Why couldn't Helen Keller drive? Because she was a woman.

Why do girls swim naked in lakes and oceans? so they have an excuse why their pussies smell like either tuna or cat fish.

Q: What's big, green, fuzzy, and will kill you if it falls out of a tree? A: A pool table.

Why did the boy fail math? He got bad grades.

gabe sucks 8-------------------D~

someone called someone else a frog

How do you become a superhero? Eat 10 buckets of KFC.

What do you call a blackjack man driving a car? An average citizen.

What's got four legs but can't move by itself? A chair.

What did Queen Victoria say when she saw a zombie? "Quick everybody, run, that is a zombie."

What happened to the child drowning in a pool? He was saved by the well-trained lifeguard.

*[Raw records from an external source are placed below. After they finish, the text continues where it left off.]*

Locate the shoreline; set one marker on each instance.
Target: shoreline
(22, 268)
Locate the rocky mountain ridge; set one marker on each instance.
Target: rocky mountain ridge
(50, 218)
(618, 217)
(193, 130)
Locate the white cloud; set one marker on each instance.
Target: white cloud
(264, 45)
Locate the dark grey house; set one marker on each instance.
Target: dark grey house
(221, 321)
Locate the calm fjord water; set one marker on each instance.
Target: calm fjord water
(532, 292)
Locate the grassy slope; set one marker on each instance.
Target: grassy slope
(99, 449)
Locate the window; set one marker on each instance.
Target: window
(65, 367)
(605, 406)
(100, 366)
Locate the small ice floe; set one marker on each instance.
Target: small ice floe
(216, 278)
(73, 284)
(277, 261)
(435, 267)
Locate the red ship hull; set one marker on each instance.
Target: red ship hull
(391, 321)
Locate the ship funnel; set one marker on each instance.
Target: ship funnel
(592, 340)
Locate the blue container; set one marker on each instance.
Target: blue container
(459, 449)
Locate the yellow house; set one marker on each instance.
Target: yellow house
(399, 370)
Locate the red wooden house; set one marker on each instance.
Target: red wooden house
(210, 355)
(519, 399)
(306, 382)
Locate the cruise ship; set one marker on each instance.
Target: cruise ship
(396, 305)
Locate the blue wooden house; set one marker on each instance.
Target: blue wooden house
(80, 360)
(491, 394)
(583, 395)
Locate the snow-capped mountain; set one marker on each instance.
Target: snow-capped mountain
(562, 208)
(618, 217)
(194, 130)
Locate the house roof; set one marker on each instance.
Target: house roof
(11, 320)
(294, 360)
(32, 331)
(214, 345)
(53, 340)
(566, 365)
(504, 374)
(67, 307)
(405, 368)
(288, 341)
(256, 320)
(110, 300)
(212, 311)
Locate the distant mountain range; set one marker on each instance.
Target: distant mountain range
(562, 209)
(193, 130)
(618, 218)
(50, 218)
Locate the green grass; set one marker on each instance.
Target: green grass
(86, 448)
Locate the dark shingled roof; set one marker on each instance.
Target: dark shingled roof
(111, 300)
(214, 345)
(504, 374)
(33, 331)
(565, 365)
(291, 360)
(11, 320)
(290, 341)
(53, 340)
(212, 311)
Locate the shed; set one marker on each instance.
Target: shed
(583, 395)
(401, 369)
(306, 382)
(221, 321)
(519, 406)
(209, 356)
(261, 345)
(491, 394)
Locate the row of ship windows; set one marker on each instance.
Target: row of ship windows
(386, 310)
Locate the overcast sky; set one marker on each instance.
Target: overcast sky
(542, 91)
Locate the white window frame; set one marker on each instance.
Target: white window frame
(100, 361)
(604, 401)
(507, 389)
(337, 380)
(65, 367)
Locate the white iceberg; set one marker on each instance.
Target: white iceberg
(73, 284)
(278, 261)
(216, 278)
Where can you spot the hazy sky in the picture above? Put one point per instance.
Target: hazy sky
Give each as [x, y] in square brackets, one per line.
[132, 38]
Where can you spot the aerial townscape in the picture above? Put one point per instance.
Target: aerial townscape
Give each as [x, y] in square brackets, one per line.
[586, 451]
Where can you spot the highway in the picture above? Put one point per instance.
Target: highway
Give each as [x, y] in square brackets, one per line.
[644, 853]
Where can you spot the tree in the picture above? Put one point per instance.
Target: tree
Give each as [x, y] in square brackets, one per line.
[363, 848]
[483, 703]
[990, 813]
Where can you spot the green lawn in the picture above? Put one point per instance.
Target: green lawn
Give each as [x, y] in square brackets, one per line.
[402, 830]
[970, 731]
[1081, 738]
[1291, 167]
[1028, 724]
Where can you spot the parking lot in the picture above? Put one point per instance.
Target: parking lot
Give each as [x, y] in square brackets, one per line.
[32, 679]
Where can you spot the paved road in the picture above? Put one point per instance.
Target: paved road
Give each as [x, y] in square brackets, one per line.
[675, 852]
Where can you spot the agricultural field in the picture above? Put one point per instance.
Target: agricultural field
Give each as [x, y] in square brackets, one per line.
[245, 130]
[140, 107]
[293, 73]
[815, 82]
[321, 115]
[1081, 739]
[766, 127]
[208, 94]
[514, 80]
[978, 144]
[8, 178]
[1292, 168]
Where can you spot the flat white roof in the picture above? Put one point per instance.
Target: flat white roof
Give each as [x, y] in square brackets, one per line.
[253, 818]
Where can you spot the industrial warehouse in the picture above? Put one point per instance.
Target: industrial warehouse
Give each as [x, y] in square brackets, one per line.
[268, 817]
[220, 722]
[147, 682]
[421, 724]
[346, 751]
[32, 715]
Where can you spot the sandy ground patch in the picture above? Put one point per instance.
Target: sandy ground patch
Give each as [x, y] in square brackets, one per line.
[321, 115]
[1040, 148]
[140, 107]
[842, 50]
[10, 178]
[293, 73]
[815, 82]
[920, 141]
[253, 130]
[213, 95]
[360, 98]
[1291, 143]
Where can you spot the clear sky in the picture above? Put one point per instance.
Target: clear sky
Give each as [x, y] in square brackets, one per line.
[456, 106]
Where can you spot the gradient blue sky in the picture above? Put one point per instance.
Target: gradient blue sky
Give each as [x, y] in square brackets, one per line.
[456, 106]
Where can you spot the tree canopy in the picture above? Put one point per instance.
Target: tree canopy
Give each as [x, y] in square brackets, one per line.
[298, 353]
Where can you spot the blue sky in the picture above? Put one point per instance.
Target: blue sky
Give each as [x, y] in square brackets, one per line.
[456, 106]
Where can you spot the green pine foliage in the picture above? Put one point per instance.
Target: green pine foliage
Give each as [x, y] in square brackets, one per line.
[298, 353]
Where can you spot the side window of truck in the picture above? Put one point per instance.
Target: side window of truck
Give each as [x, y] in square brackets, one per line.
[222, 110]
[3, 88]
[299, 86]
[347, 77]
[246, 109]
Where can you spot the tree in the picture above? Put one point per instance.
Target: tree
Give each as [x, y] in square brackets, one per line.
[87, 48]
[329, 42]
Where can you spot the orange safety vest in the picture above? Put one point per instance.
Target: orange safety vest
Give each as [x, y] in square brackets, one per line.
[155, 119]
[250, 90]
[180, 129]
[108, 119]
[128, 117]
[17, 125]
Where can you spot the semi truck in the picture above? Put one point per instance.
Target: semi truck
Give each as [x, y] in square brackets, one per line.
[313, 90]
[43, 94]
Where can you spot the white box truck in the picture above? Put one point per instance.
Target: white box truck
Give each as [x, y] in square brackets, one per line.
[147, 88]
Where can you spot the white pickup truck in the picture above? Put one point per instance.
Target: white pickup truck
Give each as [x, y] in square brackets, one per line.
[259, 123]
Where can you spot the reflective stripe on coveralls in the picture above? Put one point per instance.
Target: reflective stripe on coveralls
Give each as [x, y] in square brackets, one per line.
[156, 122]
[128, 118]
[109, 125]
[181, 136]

Have you seen stevie wonders new house No Neither has he

What's worse than walking into your parents room while their have sex? Getting no-scoped by zzirgrizz

what do you call the quadriplegic man who went water skiing? Skip

Knock knock whose there nobody you have no friends remember

My friend is a famous actor. Fooled you! I have no friends.

2 men were friends 1 went to hell The other went to heaven

Once there was an English man, A Scottish man and an Irsh man. They were all in a scenario where each of them had to undetake a task. The English man and the Scottish man undertook their task without any problems, but the Irish man was confused resulting in a hilarious outcome.

What did the psychiatrist say to the man wearing nothing but Saran Wrap? - "That's for food. You should wear clothes instead."

A man walks into a bar, drinks, then leaves the bar.

Two men walk into a bar The first man says to the bartender: 'Can I have a glass of H2O?' The second man says: 'Can I have a glass of H2O too?' The Bartender gives them both glasses of water because he is not irresponsible to serve hydrogen peroxide in his bar.

it was dark outside so u know what i did....went to sleep

If a tree falls in the woods, how many animals lost their home to deforestation?

How many Jehovah's Witnesses does it take to screw in a light bulb? 2. One to firmly hold the ladder and the other to cautiously screw it in. They are volunteering at the local orphanage and it is wrong to make fun of there religion. We are all different in our own special way.

Anti Joke

What are Antijokes? Anti Jokes (or Anti Humor) is a type of comedy in which the uses is set up to expect a typical joke setup however the joke ends with such anticlimax that it becomes funny in its own right. The lack of punchline is the punchline.

Our Updated iOS App!

We've just released huge update to the iOS app! Now, access all your favorite text and photo sites like Anti-Joke, DIYLOL! A few things didn't make the original cut (like comments) but they'll be back soon. Best of all, the app is now FREE! Get it here.

The Anti Joke Book


NEW ANTI-JOKE BOOK!  Now that we've resolved the printing issues with our publisher, check out the BRAND SPANKING NEW Anti-Joke Book!

MOAR??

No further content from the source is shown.